# Freon(refridgerant) in water cooling system



## godshot7

is it possible or even safe to put freon or refidgerant in my water cooling system to make it run even cooler? it already has coolant and antifreez in it soo i doubt itll freez the tubes close....let me know what y'all think.......


----------



## Doby

I am going to say no, for one thing refrigerant needs to be under extreme pressure to function correctly and secondly you would have a condensation problem


----------



## chauffeur2

Adding to what *doby* has told you....*NO* you cannot, as Freon is an inert gas that is liquified by extremely low temperatures, and has an adverse chemical reaction with Water (H²O).:4-thatsba Basic High School Chemistry ought to have told you that....try googling for more information. 

Further more, the cost to use a Freon cooled system would be astronomical, and unless you have a lot of money, I personally wouldn't be bothered.


----------



## Fr4665

u can use regular car coolant and maybe throw down the mixture from 50 50 to like 60 40 or something.


----------



## godshot7

lol..i am currently using car coolant....


----------



## -d-

Straying off topic, how well does Car coolant compare to just plain water, or that thermaltake UV fluid?


----------



## godshot7

plain water gits hott very fast ( ilearned that tha hard way) i dint try that thermaltake stuff...but i know that car coolant runs it fairly good...


----------



## Fr4665

check for different car coolants thers blue car coolant from BMW and audi thats supposed to be less corrosive but is pretty expensive.
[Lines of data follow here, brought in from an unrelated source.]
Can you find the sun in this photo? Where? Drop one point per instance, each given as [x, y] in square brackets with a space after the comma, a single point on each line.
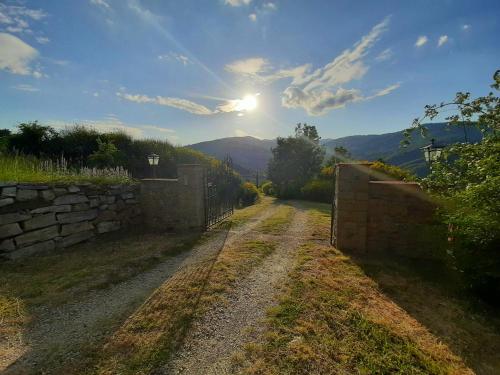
[248, 103]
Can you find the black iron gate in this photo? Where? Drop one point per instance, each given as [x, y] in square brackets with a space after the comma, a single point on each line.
[221, 186]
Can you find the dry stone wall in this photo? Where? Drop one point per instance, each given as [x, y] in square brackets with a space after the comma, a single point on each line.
[36, 218]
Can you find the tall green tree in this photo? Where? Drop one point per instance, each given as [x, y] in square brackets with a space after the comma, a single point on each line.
[295, 161]
[467, 181]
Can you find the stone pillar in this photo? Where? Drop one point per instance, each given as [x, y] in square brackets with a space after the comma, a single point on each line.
[191, 180]
[351, 206]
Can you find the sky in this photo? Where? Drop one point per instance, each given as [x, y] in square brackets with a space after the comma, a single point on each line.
[196, 70]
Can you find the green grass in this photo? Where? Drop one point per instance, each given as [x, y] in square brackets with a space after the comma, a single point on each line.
[28, 169]
[331, 319]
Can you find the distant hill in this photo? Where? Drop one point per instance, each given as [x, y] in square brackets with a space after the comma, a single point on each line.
[251, 154]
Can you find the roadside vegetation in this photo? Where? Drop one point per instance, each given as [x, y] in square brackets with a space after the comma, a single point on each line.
[150, 336]
[332, 319]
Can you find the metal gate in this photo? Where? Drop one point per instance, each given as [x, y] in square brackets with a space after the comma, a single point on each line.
[221, 186]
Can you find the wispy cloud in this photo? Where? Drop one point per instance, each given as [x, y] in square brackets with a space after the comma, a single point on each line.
[182, 104]
[385, 55]
[17, 57]
[17, 18]
[237, 3]
[422, 40]
[25, 87]
[100, 3]
[442, 40]
[320, 90]
[184, 60]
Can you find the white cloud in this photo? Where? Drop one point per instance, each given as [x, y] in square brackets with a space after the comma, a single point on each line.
[184, 60]
[100, 3]
[25, 87]
[442, 40]
[183, 104]
[112, 123]
[385, 55]
[16, 18]
[270, 7]
[421, 41]
[237, 3]
[321, 90]
[16, 56]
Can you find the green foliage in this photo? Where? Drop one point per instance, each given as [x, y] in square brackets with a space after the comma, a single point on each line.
[295, 161]
[397, 173]
[467, 180]
[248, 194]
[105, 156]
[268, 189]
[84, 146]
[319, 190]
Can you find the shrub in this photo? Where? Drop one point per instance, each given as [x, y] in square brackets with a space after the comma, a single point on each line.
[392, 171]
[319, 190]
[268, 188]
[248, 194]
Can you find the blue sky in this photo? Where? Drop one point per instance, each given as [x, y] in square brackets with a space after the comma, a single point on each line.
[192, 70]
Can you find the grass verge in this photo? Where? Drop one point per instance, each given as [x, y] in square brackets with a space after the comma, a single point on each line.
[149, 337]
[333, 319]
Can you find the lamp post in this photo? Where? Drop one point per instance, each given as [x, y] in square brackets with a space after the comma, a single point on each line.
[153, 160]
[432, 152]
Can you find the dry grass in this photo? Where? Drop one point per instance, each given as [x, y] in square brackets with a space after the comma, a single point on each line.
[278, 222]
[153, 333]
[59, 277]
[334, 319]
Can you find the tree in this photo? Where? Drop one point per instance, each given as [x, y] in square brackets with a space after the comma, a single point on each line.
[295, 161]
[33, 139]
[467, 182]
[105, 156]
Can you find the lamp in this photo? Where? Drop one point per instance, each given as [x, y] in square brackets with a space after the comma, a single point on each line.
[432, 152]
[153, 160]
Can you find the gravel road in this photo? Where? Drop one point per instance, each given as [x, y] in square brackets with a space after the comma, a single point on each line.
[224, 330]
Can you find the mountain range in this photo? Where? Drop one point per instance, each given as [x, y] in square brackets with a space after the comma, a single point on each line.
[250, 154]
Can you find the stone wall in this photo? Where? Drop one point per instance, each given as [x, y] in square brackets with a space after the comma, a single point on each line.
[379, 215]
[35, 218]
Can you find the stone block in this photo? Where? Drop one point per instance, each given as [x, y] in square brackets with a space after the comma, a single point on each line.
[75, 238]
[7, 245]
[75, 217]
[14, 217]
[24, 195]
[73, 189]
[126, 196]
[60, 191]
[10, 230]
[30, 250]
[56, 209]
[6, 201]
[80, 207]
[106, 215]
[9, 192]
[108, 226]
[70, 199]
[40, 221]
[83, 226]
[39, 235]
[47, 195]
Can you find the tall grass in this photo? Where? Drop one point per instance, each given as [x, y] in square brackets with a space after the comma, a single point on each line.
[21, 168]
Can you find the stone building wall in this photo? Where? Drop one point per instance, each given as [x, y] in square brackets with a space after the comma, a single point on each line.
[36, 217]
[377, 215]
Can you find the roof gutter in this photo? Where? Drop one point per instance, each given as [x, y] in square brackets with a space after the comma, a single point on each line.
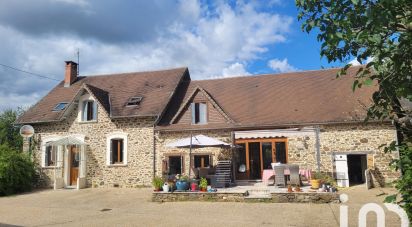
[252, 127]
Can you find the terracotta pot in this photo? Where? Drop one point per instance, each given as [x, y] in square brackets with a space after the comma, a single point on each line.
[315, 184]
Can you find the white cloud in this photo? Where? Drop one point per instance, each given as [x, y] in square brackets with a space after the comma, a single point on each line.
[212, 41]
[355, 61]
[236, 69]
[281, 65]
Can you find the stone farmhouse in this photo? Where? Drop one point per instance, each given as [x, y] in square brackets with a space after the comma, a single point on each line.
[119, 126]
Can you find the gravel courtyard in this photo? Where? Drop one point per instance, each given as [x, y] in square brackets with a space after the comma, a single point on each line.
[132, 207]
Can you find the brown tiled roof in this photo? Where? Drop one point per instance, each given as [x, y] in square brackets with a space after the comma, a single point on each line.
[297, 98]
[112, 91]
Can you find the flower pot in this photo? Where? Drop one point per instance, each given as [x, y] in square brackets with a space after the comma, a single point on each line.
[165, 188]
[193, 186]
[315, 184]
[182, 185]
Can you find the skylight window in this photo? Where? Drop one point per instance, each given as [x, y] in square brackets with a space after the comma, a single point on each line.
[134, 101]
[60, 106]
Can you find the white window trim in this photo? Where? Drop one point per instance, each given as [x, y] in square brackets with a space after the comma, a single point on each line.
[116, 135]
[82, 99]
[43, 152]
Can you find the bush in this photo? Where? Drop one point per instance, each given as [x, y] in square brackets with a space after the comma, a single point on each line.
[16, 171]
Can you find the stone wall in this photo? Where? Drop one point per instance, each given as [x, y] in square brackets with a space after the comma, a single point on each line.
[299, 197]
[342, 138]
[139, 168]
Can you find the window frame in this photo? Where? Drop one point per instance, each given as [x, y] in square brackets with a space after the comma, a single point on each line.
[116, 136]
[58, 153]
[134, 101]
[196, 109]
[87, 98]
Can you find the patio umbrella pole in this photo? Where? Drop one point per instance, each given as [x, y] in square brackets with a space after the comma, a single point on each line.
[190, 153]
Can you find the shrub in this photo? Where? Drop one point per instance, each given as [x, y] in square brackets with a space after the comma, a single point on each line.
[16, 171]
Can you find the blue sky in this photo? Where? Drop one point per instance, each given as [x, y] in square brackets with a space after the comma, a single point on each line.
[213, 38]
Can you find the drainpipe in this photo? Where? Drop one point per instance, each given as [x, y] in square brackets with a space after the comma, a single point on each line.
[154, 152]
[190, 153]
[233, 149]
[317, 145]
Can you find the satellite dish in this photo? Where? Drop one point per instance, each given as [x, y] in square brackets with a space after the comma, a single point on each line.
[26, 131]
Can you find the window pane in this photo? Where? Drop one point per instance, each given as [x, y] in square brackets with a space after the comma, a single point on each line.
[193, 106]
[175, 165]
[94, 111]
[280, 152]
[196, 113]
[90, 110]
[84, 116]
[241, 157]
[267, 155]
[202, 113]
[201, 161]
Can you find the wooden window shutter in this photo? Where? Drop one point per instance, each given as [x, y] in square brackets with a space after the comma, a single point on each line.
[182, 158]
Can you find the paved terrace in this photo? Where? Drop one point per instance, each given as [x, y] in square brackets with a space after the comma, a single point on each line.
[132, 207]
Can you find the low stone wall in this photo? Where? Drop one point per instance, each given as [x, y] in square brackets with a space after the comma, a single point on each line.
[198, 196]
[301, 197]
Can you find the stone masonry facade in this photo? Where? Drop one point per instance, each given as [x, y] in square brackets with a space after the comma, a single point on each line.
[349, 138]
[139, 168]
[334, 139]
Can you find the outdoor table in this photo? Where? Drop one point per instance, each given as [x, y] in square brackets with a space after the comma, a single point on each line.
[268, 173]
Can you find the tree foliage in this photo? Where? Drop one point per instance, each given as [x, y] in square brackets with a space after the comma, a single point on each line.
[9, 133]
[381, 30]
[17, 171]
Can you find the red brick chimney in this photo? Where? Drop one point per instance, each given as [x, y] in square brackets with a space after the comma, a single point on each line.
[70, 75]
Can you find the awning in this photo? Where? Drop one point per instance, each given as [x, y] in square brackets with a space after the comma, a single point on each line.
[66, 141]
[255, 134]
[198, 141]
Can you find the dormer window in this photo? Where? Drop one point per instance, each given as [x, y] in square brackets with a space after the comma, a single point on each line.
[89, 110]
[199, 113]
[134, 101]
[60, 106]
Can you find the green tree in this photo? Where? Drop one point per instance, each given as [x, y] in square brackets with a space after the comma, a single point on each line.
[381, 30]
[9, 133]
[17, 171]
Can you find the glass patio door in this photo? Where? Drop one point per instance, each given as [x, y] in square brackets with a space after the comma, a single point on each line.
[255, 155]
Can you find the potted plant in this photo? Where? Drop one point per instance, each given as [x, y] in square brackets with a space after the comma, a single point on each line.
[316, 180]
[193, 186]
[203, 184]
[165, 187]
[289, 188]
[157, 183]
[182, 183]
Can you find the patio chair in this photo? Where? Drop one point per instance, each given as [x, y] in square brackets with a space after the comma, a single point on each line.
[280, 175]
[294, 178]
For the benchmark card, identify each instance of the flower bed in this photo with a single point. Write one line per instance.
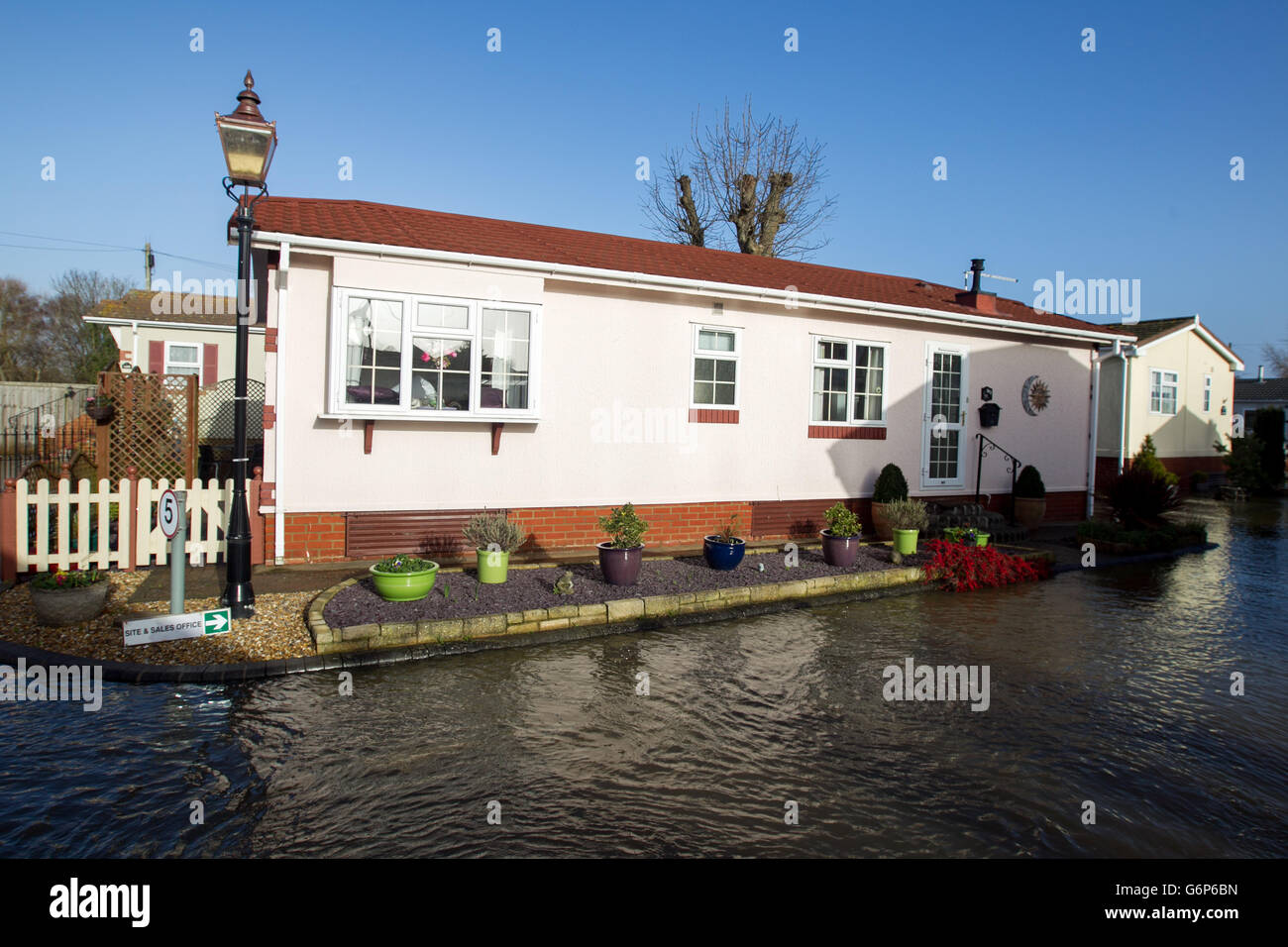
(459, 595)
(965, 569)
(1163, 538)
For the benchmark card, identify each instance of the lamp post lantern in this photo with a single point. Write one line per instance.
(249, 144)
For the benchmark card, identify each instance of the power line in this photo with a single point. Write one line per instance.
(75, 249)
(62, 240)
(106, 248)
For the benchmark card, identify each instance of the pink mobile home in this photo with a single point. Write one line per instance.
(423, 367)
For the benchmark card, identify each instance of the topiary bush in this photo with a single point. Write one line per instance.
(1146, 459)
(909, 514)
(1029, 483)
(841, 521)
(485, 528)
(1140, 499)
(623, 527)
(890, 484)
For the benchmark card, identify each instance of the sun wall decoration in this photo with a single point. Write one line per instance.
(1035, 395)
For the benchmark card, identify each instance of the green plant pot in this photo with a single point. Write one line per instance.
(906, 541)
(493, 566)
(403, 586)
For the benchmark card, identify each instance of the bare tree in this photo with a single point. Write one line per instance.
(760, 175)
(47, 338)
(1278, 357)
(81, 350)
(21, 320)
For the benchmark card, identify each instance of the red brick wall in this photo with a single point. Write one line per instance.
(313, 536)
(321, 536)
(670, 525)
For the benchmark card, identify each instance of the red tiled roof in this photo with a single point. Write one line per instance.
(174, 307)
(430, 230)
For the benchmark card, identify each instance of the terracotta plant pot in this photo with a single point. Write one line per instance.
(56, 607)
(1029, 510)
(840, 551)
(880, 522)
(621, 566)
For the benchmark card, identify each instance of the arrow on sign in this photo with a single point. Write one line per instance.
(217, 622)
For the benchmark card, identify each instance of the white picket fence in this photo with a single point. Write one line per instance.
(206, 506)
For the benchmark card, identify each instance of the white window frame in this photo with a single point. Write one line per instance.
(1162, 382)
(927, 421)
(340, 408)
(815, 363)
(735, 357)
(200, 364)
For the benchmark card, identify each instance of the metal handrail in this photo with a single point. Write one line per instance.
(1014, 464)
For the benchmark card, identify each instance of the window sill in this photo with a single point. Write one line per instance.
(712, 415)
(426, 418)
(848, 432)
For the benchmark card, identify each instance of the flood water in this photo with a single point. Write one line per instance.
(1108, 685)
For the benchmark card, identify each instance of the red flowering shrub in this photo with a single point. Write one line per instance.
(966, 569)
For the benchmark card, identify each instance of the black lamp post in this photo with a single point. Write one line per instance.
(249, 144)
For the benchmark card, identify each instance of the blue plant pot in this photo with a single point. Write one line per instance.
(722, 556)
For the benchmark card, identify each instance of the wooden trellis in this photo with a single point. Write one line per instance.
(154, 429)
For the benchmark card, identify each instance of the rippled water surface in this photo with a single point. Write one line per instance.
(1109, 685)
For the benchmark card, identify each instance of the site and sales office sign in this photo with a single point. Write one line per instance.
(167, 628)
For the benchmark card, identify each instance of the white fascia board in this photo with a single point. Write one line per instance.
(161, 324)
(760, 294)
(1198, 328)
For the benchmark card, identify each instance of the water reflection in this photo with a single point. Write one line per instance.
(1112, 686)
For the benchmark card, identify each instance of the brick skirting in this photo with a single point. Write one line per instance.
(562, 530)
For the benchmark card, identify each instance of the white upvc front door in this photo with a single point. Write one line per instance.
(943, 437)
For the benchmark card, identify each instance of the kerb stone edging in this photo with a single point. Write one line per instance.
(653, 611)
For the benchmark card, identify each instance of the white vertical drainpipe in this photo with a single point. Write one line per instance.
(1095, 423)
(283, 265)
(1122, 406)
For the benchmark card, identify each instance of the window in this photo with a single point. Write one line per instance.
(183, 360)
(944, 419)
(1162, 392)
(849, 381)
(430, 357)
(715, 367)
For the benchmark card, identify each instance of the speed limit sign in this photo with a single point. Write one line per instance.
(167, 514)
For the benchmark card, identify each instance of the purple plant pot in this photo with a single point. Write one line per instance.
(840, 551)
(621, 566)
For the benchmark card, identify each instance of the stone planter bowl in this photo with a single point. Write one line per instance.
(56, 607)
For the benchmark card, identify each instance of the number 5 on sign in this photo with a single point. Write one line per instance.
(167, 514)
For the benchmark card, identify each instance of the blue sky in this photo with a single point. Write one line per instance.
(1113, 163)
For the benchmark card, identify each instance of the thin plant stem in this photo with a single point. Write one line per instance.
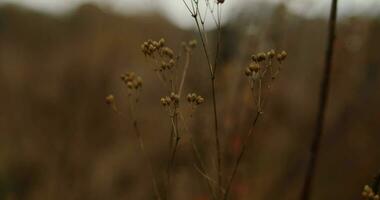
(174, 121)
(143, 149)
(212, 77)
(184, 73)
(241, 154)
(201, 168)
(216, 129)
(323, 97)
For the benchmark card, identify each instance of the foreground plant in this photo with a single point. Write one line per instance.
(263, 69)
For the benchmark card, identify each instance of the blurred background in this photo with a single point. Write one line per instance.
(59, 59)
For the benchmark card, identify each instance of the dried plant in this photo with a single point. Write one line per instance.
(263, 69)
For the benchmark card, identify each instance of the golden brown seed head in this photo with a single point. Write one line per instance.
(254, 58)
(193, 43)
(110, 99)
(254, 67)
(261, 57)
(271, 54)
(248, 71)
(199, 100)
(161, 42)
(163, 101)
(130, 85)
(166, 51)
(189, 97)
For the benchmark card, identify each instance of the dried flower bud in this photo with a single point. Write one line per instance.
(199, 100)
(171, 63)
(110, 99)
(282, 56)
(189, 98)
(254, 58)
(271, 54)
(248, 71)
(261, 57)
(163, 101)
(166, 51)
(174, 97)
(254, 67)
(168, 100)
(139, 81)
(193, 43)
(130, 85)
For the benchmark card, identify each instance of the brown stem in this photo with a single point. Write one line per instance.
(212, 77)
(174, 121)
(240, 156)
(142, 146)
(201, 166)
(185, 68)
(323, 97)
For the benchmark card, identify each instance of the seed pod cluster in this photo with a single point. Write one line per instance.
(190, 45)
(150, 47)
(252, 69)
(195, 99)
(110, 99)
(133, 81)
(260, 57)
(369, 194)
(167, 65)
(173, 99)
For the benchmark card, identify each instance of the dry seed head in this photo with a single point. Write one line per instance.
(189, 98)
(193, 44)
(248, 72)
(163, 101)
(130, 85)
(171, 63)
(110, 99)
(261, 57)
(166, 51)
(161, 42)
(271, 54)
(168, 99)
(199, 100)
(254, 67)
(282, 56)
(174, 97)
(254, 58)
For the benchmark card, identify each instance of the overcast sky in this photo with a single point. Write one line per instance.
(175, 10)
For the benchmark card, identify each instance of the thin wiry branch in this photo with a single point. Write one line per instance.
(323, 97)
(240, 156)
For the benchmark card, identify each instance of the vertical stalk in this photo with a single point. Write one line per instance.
(323, 97)
(212, 77)
(240, 156)
(142, 147)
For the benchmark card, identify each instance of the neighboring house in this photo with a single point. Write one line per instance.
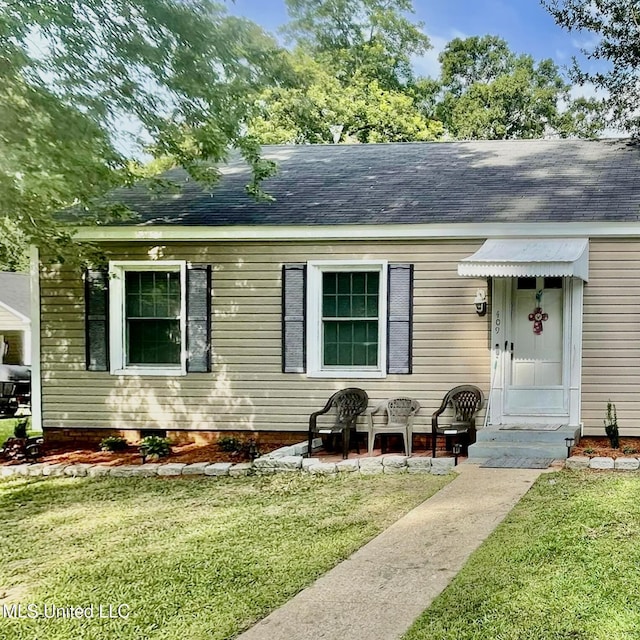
(15, 326)
(220, 313)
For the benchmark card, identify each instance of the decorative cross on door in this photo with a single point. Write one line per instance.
(538, 316)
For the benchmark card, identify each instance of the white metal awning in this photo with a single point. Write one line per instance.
(529, 257)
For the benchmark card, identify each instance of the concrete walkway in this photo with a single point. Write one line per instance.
(379, 591)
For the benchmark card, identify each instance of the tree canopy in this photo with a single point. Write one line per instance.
(73, 72)
(374, 39)
(489, 92)
(616, 24)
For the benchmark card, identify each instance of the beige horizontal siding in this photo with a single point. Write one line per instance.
(611, 336)
(9, 321)
(247, 389)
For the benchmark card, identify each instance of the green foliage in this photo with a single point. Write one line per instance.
(488, 92)
(184, 73)
(114, 444)
(361, 110)
(192, 559)
(20, 430)
(369, 39)
(154, 447)
(611, 425)
(614, 25)
(467, 61)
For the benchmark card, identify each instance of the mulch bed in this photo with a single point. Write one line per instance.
(600, 447)
(187, 453)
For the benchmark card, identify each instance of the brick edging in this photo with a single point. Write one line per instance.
(619, 464)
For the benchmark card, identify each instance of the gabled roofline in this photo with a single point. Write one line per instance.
(259, 233)
(15, 312)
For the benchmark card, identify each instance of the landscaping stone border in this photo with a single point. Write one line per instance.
(288, 459)
(599, 462)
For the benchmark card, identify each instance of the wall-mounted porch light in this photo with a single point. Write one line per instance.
(481, 302)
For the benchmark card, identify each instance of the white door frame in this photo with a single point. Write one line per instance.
(572, 356)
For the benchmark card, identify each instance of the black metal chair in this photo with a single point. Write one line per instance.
(348, 404)
(466, 401)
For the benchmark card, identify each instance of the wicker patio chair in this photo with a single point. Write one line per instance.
(466, 401)
(348, 404)
(399, 419)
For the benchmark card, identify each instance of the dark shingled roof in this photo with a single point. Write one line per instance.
(14, 291)
(489, 181)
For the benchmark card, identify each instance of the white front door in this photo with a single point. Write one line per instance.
(536, 371)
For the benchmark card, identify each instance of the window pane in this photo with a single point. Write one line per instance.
(344, 282)
(153, 307)
(350, 343)
(346, 297)
(329, 284)
(359, 306)
(344, 306)
(153, 342)
(373, 283)
(358, 281)
(329, 306)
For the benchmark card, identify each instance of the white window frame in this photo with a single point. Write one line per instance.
(315, 269)
(117, 317)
also im sure the mixture effects it as well.


----------



## minster9

would'nt it be cool if they made a liquid based on the thermal paste used between cpus & heat sinks? I wonder if that stuff is silicone-based,as it never seems to dry out.


----------



## crazijoe

Actually plain water has better heat transfer capabilities than antifreeze. That is why racecars use just plain water. Antifreeze was meant for long term use because of the corrosive inhibitors it has and for it's lower freezing point. Remember, the higher the pressure in a cooling system, the higher the boiling point. At 15 PSI of pressure, the boiling point of water is 257F.


----------



## Fr4665

true but i dont know how you would achive 15psi in a watercooling rig unless it has a pressurized pump wich leads me to think why not make one 

and with the water in race cars thats totaly correct but i dont think you want to change water in your computer every month or so to prevent corrorsion


----------



## agentRed

Not to mention that in general, unless you have a license, handling freon is illegal


----------



## Cellus

Indeed. Some nonsense about CFCs destroying the planet's ozone layer. :grin:


----------



## minster9

so why do I not hear much about Peltier junctions commonly used in coolers that plug into a 12 vdc power point?


----------



## crazijoe

Peltier coolers work excellent, however you sacrifice efficiency for the outcome. They seem to consume a great deal of energy and the heatsink on the other side will need to be very large.


----------



## Travis Wilsnach

anyone have experience with freon cooling to liquefy oxygen?


----------



## Phædrus241

Um... No? I suggest heading to JPL, they might be able to help you better. :wink:


----------



## Tyree

I've been building Chevy based stock car racing engines for some 20+ yrs. and I've yet to see one that runs straight water for coolant.
We use a 50/50 mix of quality Anti-Freeze and water on Alcohol fueled engines and add some Water Wetter for Gasoline fueled engines. 
Water Wetter can reduce temps by 10-20F in a pressurized cooling system. It "might" help in a PC cooling system.
http://www.redlineoil.com/products_coolant.asp


----------